Design
Design criteria and desired functionality
Autonomous Navigation: Be capable of collision-free navigation and real-time obstacle detection
Exploration & Mapping: Be able to autonomously explore and incrementally map unknown environments
Safety: Maneuver safely around debris and obstacle, maintaining conservative velocity limits and safety margins in both path planning and execution
Hardware Integration: Needs to operate on the Unitree Go2 quadruped robot and be fully integrated within the ROS2 ecosystem
Description of Chosen Design
The system follows a standard perception–planning–actuation pipeline built on ROS2 and tailored to the Unitree Go2 hardware platform.
Sensing
- Lidar: The robot uses a 3D Lidar sensor to capture environmental data and detect obstacles in real time
- Odometry: The robot tracks its current pose and motion through an onboard odometry system. This estimate is derived from internal sensor fusion, including joint encoders, IMU data, and foot contact information.
Planning
The navigation and exploration pipeline consists of the following stages:
- Lidar to 2D Occupancy Grid: 3D Lidar data is projected into a 2D occupancy grid
- 2D Occupancy Grid to CostMap: The occupancy grid is inflated and converted into a costmap for navigation planning
- Costmap to frontiers: Frontiers are identified as boundaries between free space and unknown space
- Frontier Selection: A suitable frontier is selected as the next exploration goal.
- Navigation to chosen frontier: The robot navigates autonomously to the selected frontier using Nav2.
Actuation
- Velocity command Interface: Velocity commands generated by Nav2 (cmd_vel) are converted into Unitree-specific API calls, enabling seamless integration between ROS2 navigation and the robot’s low-level control interface.

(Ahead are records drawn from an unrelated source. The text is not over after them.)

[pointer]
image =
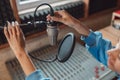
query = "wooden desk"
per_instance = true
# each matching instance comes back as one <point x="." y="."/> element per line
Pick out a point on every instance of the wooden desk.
<point x="111" y="33"/>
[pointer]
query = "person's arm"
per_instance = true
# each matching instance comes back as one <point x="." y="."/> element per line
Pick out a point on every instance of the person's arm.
<point x="65" y="18"/>
<point x="16" y="41"/>
<point x="95" y="43"/>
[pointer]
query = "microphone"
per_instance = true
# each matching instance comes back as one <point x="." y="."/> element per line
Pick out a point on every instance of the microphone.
<point x="52" y="32"/>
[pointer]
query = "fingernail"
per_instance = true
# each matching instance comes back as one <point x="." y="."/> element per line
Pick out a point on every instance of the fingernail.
<point x="16" y="23"/>
<point x="8" y="23"/>
<point x="13" y="23"/>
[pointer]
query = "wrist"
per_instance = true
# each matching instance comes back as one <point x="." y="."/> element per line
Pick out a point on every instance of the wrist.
<point x="21" y="53"/>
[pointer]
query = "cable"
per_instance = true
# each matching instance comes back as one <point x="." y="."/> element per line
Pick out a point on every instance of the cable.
<point x="50" y="60"/>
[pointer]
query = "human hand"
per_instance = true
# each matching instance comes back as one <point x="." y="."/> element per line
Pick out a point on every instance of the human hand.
<point x="63" y="17"/>
<point x="118" y="44"/>
<point x="15" y="37"/>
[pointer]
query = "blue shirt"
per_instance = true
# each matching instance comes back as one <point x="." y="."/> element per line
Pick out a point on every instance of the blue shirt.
<point x="97" y="46"/>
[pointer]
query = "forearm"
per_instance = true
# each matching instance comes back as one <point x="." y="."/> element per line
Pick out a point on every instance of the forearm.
<point x="25" y="62"/>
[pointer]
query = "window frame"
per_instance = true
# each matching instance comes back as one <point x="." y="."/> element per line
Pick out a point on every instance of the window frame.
<point x="32" y="4"/>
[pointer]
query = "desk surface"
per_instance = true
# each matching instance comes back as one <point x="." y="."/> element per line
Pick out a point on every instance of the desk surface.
<point x="111" y="33"/>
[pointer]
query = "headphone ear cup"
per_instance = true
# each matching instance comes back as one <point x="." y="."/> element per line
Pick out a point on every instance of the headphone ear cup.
<point x="66" y="47"/>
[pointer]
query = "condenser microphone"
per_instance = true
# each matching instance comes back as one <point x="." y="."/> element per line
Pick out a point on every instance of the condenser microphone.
<point x="52" y="32"/>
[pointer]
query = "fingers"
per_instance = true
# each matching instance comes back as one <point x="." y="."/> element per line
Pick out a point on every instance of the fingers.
<point x="6" y="33"/>
<point x="57" y="17"/>
<point x="118" y="44"/>
<point x="11" y="30"/>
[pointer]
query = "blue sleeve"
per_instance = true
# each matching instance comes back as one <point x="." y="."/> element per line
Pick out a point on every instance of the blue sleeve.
<point x="37" y="75"/>
<point x="97" y="46"/>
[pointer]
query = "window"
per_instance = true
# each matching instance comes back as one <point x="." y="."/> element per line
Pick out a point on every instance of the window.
<point x="29" y="4"/>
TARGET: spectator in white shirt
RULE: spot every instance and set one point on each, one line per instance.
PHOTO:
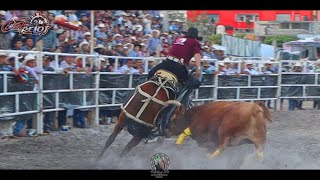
(30, 64)
(250, 70)
(128, 68)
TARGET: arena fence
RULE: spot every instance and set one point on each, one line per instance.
(58, 91)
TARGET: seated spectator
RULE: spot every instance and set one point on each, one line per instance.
(317, 66)
(249, 69)
(128, 68)
(101, 35)
(10, 61)
(207, 67)
(18, 45)
(270, 69)
(47, 64)
(138, 65)
(229, 69)
(30, 65)
(220, 70)
(84, 48)
(136, 52)
(28, 44)
(116, 39)
(165, 50)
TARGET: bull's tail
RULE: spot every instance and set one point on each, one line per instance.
(266, 111)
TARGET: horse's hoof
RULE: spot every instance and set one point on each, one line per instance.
(260, 156)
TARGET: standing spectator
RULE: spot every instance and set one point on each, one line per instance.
(49, 40)
(84, 20)
(48, 115)
(136, 52)
(153, 42)
(295, 103)
(147, 24)
(101, 34)
(139, 66)
(5, 37)
(116, 39)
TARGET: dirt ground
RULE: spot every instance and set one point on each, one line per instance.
(293, 142)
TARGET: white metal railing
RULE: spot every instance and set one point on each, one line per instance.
(96, 86)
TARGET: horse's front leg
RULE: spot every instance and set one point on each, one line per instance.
(132, 143)
(117, 129)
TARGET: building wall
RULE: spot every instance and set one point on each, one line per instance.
(228, 17)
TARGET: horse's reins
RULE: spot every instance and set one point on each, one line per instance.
(161, 85)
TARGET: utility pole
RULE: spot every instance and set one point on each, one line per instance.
(165, 21)
(92, 31)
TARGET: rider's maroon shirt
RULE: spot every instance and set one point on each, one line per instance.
(186, 48)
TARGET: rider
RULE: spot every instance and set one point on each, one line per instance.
(183, 49)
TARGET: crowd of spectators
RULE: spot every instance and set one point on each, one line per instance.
(116, 33)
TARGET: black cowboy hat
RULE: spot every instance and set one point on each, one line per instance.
(193, 32)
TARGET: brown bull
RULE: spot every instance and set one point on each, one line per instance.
(225, 124)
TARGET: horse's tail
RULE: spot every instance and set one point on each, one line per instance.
(266, 111)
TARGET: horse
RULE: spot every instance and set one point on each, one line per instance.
(142, 111)
(224, 123)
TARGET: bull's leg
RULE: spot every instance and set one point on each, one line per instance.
(117, 129)
(259, 151)
(132, 143)
(223, 143)
(183, 135)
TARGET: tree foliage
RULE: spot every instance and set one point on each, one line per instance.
(280, 39)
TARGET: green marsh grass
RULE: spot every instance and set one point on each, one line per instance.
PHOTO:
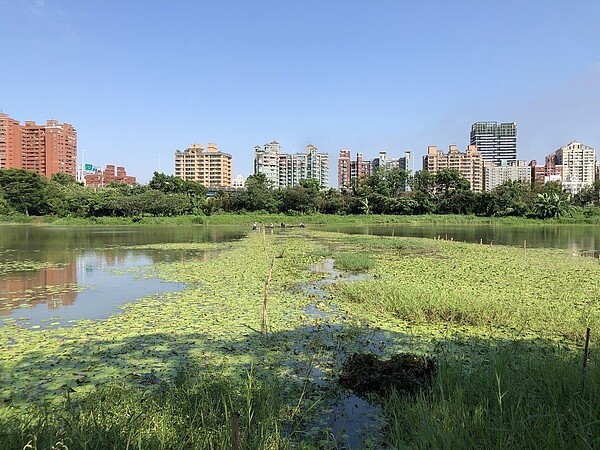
(506, 326)
(353, 262)
(193, 412)
(519, 396)
(528, 291)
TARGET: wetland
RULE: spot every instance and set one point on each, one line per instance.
(174, 368)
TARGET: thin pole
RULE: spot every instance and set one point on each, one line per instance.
(586, 350)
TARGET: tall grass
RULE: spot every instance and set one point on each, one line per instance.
(516, 397)
(537, 290)
(194, 412)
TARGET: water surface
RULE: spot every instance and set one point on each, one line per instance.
(53, 276)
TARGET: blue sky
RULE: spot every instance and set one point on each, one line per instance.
(140, 79)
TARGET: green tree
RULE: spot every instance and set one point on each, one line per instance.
(62, 179)
(24, 190)
(552, 205)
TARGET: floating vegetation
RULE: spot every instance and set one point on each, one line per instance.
(24, 266)
(463, 304)
(405, 373)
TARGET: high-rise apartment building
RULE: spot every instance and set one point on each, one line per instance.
(389, 163)
(210, 167)
(508, 170)
(495, 142)
(469, 164)
(288, 170)
(110, 174)
(578, 162)
(45, 149)
(350, 171)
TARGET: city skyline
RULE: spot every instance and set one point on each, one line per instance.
(140, 81)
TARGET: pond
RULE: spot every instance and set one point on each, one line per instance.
(52, 276)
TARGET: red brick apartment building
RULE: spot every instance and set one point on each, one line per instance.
(109, 175)
(45, 149)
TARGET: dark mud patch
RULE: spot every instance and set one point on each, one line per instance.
(365, 373)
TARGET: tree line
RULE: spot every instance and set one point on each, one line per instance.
(385, 192)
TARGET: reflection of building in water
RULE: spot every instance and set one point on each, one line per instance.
(54, 286)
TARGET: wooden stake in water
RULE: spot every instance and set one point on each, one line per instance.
(235, 431)
(264, 324)
(586, 349)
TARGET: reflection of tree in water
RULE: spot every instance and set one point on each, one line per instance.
(54, 286)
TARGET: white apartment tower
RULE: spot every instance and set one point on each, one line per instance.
(578, 163)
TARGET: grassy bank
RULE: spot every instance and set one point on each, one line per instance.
(266, 219)
(505, 326)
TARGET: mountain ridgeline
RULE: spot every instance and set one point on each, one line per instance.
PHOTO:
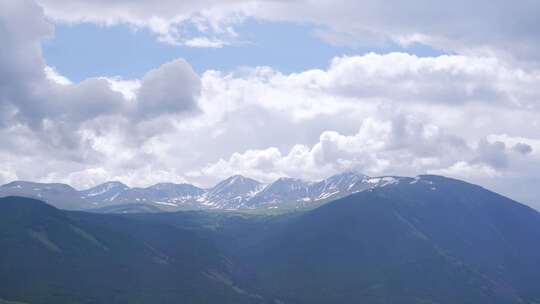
(236, 192)
(418, 240)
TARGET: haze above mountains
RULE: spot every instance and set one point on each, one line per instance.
(236, 192)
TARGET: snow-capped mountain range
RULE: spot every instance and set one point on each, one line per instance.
(236, 192)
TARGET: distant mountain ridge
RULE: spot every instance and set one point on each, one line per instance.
(233, 193)
(427, 239)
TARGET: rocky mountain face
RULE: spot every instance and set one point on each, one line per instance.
(427, 239)
(236, 192)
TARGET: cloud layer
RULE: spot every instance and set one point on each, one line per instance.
(508, 29)
(474, 115)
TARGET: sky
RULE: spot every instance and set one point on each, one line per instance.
(196, 91)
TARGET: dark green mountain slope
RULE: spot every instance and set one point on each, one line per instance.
(424, 240)
(408, 240)
(52, 256)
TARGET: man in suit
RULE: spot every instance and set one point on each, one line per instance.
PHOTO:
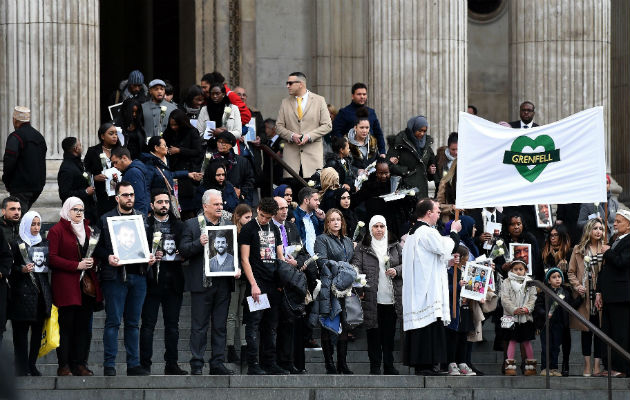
(302, 121)
(527, 116)
(209, 297)
(613, 292)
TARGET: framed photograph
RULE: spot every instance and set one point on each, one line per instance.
(169, 248)
(129, 239)
(221, 251)
(543, 216)
(39, 256)
(524, 251)
(477, 278)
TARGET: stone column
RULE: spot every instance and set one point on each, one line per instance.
(50, 63)
(418, 63)
(560, 58)
(341, 50)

Design Choices and Trade-offs
Lidar to 2D occupancy grid
To generate a 2D occupancy grid from 3D LiDAR data, points within a vertical column were selected and aggregated. The occupancy state of each grid cell was determined using a log-odds update formulation applied across all points in that column.
- Design choice: Use of log-odds probabilities for occupancy updates.
- Trade-off: Probability (of update) is tuned individually for free and occupied space to balance map stability against responsiveness for dynamic obstacles
Frontier identification and selection
A frontier is defined as a point on the border of the known region and unknown region. These would be areas that the lidar hasn’t seen before, such as areas behind obstacles. It also includes the space directly behind or even inside an obstacle, since only the front edge of the obstacle is observed.
- Design choice: We chose to filter out these frontiers by removing candidates that were too close to obstacles by comparing with the occupancy grid.
- Trade-off: Improves safety and reliability, at the expense of reduced exploration completeness for narrow passages and edge cases, and bias towards open space
- Design Choice: Use Euclidean distance for simplicity and speed of development
- Trade-off: Euclidean distance was chosen for simplicity, at the expense of suboptimal frontiers compared to a more computationally complex path-length choice computed by Nav2.